Oraison sur une petite statue

 

 

La petite Vierge en plâtre au fond de sa niche

Reçoit le vent du large au coin d’une maison

Mauvaise, où vont le soir ceux qui ne sont pas riches,

Avant d’embarquer. Pour Elle, nulle raison

De se détourner d’eux. Elle voit dans les flots

Dans les cœurs, dans les mains, de toutes les manières.

 

Et cette rue aussi à jamais (c’est son lot)

Ramenant les marins tristes aux baleinières.

Eux, ne l’ont jamais vue : il fout lever la tête

Pour découvrir le sombre gîte où on l’a mise.

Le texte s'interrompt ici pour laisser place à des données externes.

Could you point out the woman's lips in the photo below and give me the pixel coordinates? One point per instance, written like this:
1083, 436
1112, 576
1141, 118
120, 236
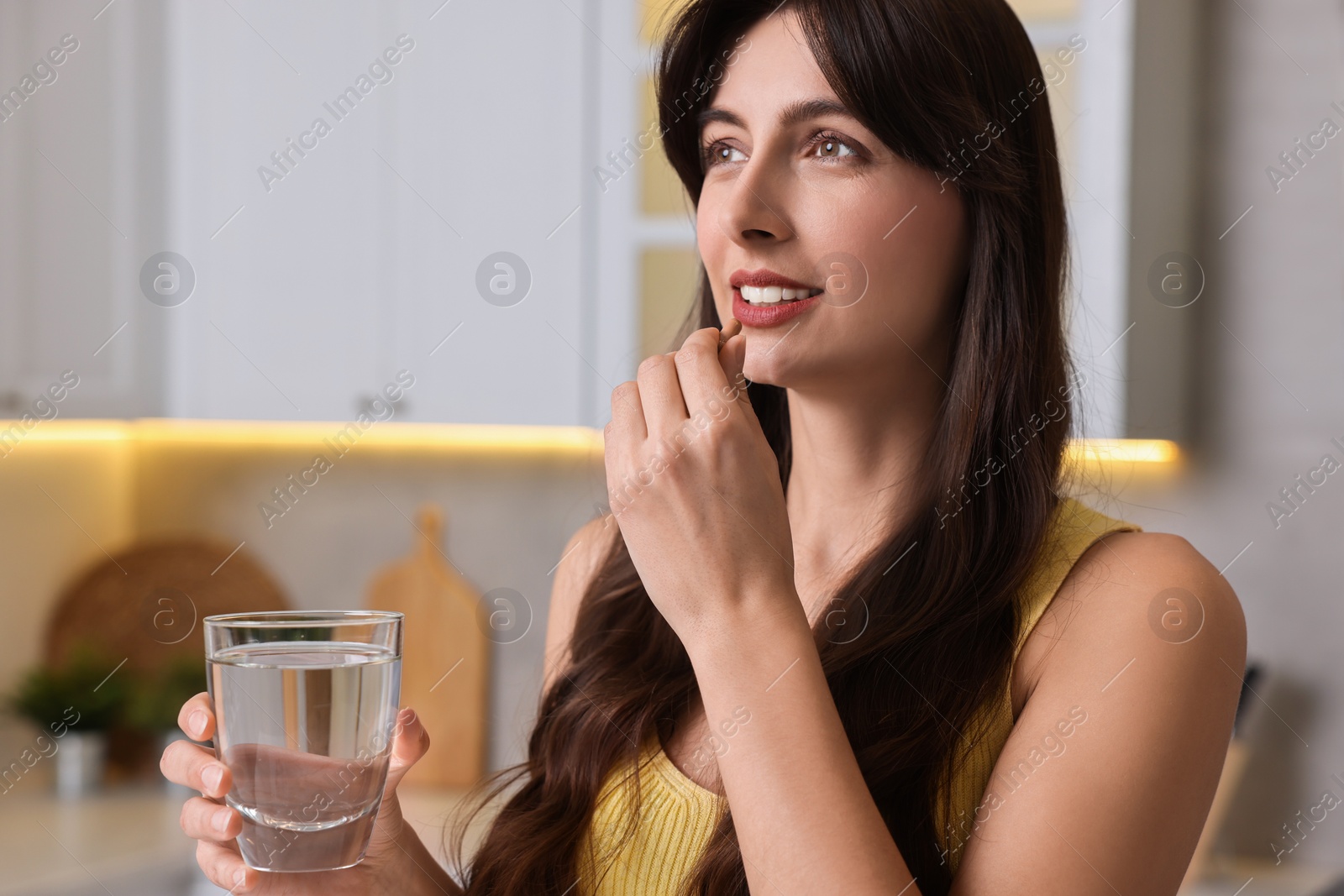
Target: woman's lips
769, 315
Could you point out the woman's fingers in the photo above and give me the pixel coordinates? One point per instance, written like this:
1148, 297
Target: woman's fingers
197, 768
206, 820
225, 867
701, 374
409, 746
197, 718
660, 396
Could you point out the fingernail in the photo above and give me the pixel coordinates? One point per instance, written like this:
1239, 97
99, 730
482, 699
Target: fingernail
198, 721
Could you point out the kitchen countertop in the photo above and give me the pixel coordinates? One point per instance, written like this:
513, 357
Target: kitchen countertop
128, 841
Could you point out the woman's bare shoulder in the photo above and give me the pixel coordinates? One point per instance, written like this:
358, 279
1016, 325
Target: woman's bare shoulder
1147, 591
571, 575
1119, 746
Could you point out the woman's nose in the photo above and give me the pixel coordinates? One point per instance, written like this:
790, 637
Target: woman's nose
754, 208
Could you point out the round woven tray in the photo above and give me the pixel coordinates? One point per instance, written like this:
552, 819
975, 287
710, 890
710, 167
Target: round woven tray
147, 604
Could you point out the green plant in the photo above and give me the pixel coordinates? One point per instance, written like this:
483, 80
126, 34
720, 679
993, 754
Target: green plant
156, 699
85, 683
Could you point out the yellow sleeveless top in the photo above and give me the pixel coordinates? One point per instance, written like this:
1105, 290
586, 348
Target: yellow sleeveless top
678, 815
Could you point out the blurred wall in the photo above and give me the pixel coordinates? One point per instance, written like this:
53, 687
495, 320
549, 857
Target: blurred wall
1269, 396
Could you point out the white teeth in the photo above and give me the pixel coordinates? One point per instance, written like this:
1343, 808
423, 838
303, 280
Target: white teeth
773, 295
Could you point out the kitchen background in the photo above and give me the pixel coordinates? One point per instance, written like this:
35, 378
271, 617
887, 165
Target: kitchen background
309, 269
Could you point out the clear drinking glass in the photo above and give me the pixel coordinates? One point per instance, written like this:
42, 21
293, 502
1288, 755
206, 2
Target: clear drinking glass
304, 710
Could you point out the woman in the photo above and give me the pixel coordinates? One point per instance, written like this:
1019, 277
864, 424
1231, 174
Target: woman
843, 634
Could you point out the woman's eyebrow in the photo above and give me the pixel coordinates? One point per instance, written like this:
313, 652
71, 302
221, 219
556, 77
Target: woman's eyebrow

Les fronts se courbent que bat souvent la tempête...

 

Elle, se tient droite pour affronter la bise.

Mais qu’il est donc pénible d’être une statue

À même le granit et près d’un mauvais lieu

Lorsque tout ce qui blesse les hommes vous tue

Parce qu’on se connaît pour la Mère de Dieu...

Et qui voudrait pourtant vous délivrer, colombe

Prise par votre amour au piège du rocher

Tandis que vos ailes palpitent outre-tombe

Ou plutôt, corail blanc par soi-même accroché

Au récif en péril, qui oserait vous prendre

À cet autel amer, comme vous consacré

À la garde des mers, où vous venez attendre,

Pilote vigilant des vaisseaux désancrés

Que reviennent le mousse et le vieux capitaine,

Et l’albatros ayant avec eux voyagé,

Tous ceux qui ont, l’hiver, harponné la baleine,

Et le bateau corsaire, avec les naufragés...

 

Quand sur l’océan vide les chevaux d’écume

Poursuivront, seuls, une course inutile et blême,

Vous abattrez d’un geste leur pâle amertume,

Et, pour bien témoigner que ce soir est suprême,

 

Lissant la mer comme un tissu que Dieu parfume

Vous descendrez du roc et la plierez Vous-même.

 

 

 

Alliette AUDRA.

 

Paru dans Marie en septembre-octobre 1953.